The argument against Ennis’ work was the same argument that I was hearing about the YouTube video. Ennis created a world that showed a very dark side of American and British machismo. Americans were not just Americans, but they were the ugliest of “ugly Americans”: insanely violent hillbillies, psychopaths, narcissists, serial violent offenders. Ennis’ male characters were either hyper-masculine or – if not physically imposing – they controlled everyone through clever cunning and sociopathy. His lead female characters were simply masculine archetypes with stripper bodies. Other female characters were either efficient servants of strong men or whores. And background characters of either gender were usually dumb and brutish characters to either fill the composition of the frame or be mowed down by the narrative. The perspective Ennis chose to depict was limited and horrible… but recognizable. These were people we knew and characters we grew up on, turned into comic superheros. The most interesting part was that – as terrible as these characters were – we loved them. Ennis was (and remains) one of comic most popular writers. His characters are memorable in part because we already knew them, and in part because he writes such entertaining stories. But more importantly, the perspective Ennis chooses is honest. The violence of his characters may be overblown, but at the same time, they shed a light on the violence within our culture. The wealthy sociopaths who control society for their own benefit may be cartoonish, but not that far removed from Donald Trump or the Koch brothers. The secret agencies that secretly watch over the world may seem silly, but less so in the age of NSA spying. Ennis may be forcing a perspective on us, but it’s an honest perspective, not a hatchet job. And through his honesty, we recognize it. And acknowledge it as a part of ourselves. Horrifying as Ennis’s characters may be, we’re actually able to relate to them because they spoke to something we had seen before, either in real life or in the media, and we could understand them. We’d already formed an opinion on them before Ennis had even written them.

When creating a story, we can’t help but create a limited perspective. Even the artists most obsessed with the idea of creating an environment of complete truth are limited by time – something has to be left out of the story. What the artist chooses to whittle away creates a perspective, whether the artist likes it or not. But shy of lies or outright character assassination, perspective can be insightful. Because people are complicated. Our stories are not limited in perspective. Every decision we make and every belief we hold is the result of potentially hundreds or thousands of previous inputs. Top duplicate that would be impossible. But when we take in the limited perspective of an artistic influence, we are able to incorporate that into the complex series of connections that make up our lives. We take simplicity of limited perspective and make it personal and complex. This is the nature of art. But isn’t it the nature of human interaction, as well? Isn’t it what we do when we create stories for strangers we see in public? Isn’t it what we already do with co-workers and community members and people we know in a limited capacity? We tell ourselves what we need to know about these people, and we incorporate their actions into our complex lives. Nobody questions our right to do that. Because in those moments, we’re (hopefully) being as honest as we can to the story, and to our own lives.

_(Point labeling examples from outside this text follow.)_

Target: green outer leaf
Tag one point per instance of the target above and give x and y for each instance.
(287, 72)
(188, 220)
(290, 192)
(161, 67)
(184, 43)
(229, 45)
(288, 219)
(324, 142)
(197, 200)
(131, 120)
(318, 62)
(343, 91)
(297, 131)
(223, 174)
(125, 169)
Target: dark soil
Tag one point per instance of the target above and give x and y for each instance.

When creating a narrative, it is our responsibility to be as honest as possible. Acknowledge that we have a limited perspective, but that perspective – when examined against the complexity of the lives and the depth of the character of those who will hear the story – could still yield some important insight. These stories have the potential to broaden our view of the world. We just need to be honest. If we’re honest, even the worst monsters become relatable. If we’re honest telling the stories that surround us, everything and everyone can become a part of us.